Let's Encrypt had a higher error rate for 90 minutes today
Outage impact and status-page semantics
- Incident was a ~90-minute period of elevated issuance errors due to upstream networking, not a full-day outage.
- Let’s Encrypt staff (posting personally) say most requests still succeeded; some users report repeated 400/500s and zero successful renewals during that window.
- Confusion over “Degraded Performance”: some read it as near-total failure; others note status-page language often downplays serious problems.
- The status banner being green during an “Active Incident” is criticized as misleading, especially on mobile where detailed status text is off-screen.
Short certificate lifetimes vs. revocation
- Debate over push for ever-shorter lifetimes (90 days → 45 days → even days).
- One side: shorter lifetimes limit damage from stolen keys and shrink CRLs; expiry is core to the model.
- Other side: more frequent renewals increase dependence on CA uptime and infrastructure fragility; revocation should be fixed instead.
- Revocation today is widely viewed as broken, though some argue newer mechanisms (e.g., CRLite in Firefox) largely solve this, pending broader vendor adoption.
Operational hygiene and automation
- Many emphasize clients should renew well before expiry (e.g., at 60 of 90 days) and with retries/backoff, making short outages a non-event.
- Criticism of setups that attempt renewal only shortly before expiry; compared to using a passport that is technically valid but effectively unusable near expiration.

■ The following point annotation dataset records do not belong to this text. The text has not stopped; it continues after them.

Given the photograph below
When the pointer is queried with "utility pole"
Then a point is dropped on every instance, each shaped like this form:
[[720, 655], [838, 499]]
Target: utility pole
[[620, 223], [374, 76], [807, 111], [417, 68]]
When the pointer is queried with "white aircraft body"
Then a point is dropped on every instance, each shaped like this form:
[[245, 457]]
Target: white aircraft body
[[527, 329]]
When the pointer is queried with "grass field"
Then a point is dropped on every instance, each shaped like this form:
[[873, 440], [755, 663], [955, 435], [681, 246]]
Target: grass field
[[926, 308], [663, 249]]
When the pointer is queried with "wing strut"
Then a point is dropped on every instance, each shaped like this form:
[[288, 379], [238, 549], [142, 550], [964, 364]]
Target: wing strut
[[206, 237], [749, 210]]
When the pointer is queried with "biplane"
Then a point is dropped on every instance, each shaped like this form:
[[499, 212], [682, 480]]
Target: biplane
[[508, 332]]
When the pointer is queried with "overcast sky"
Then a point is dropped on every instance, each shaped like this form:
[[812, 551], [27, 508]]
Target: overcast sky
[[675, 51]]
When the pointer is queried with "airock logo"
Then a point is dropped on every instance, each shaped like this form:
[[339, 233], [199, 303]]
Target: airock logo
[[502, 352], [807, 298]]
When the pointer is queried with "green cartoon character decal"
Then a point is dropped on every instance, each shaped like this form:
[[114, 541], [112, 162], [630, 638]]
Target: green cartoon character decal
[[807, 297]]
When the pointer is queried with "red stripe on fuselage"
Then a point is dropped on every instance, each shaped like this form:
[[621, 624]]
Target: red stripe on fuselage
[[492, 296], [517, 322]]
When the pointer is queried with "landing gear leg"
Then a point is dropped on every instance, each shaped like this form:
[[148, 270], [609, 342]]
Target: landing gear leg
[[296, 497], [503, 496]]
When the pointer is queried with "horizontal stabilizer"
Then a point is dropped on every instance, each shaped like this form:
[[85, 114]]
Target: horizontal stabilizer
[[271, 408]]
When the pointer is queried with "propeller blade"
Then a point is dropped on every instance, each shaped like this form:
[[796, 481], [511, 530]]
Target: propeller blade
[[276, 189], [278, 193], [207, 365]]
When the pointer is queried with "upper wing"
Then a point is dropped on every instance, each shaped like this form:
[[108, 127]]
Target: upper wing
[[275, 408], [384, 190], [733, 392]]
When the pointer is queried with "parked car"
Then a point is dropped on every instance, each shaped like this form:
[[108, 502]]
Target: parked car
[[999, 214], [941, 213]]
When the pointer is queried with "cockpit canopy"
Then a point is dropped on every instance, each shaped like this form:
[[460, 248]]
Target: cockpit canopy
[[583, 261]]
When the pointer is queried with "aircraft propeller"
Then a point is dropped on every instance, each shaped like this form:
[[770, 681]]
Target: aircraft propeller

Alternatives and centralization risk
- Some see Let’s Encrypt as a de facto single point of failure for much of the web; others counter that alternative CAs (ZeroSSL, Google Trust Services, etc.) exist.
- Practical switchover in a crisis is questioned: lack of built-in failover, potential load spikes on other CAs, and complexity of serving multiple certs per key.
- Broader critiques target the web PKI model and reliance on US-based CAs; proposals include DNS-published self-signed keys or stronger regulation of network intermediaries.
Browser handling of expired certificates
- Disagreement over whether browsers should soften errors for just-expired certs.
- Some argue harsh failures are necessary to force proper automation and avoid security complacency; others think nuanced, time-based warnings could improve usability without major risk.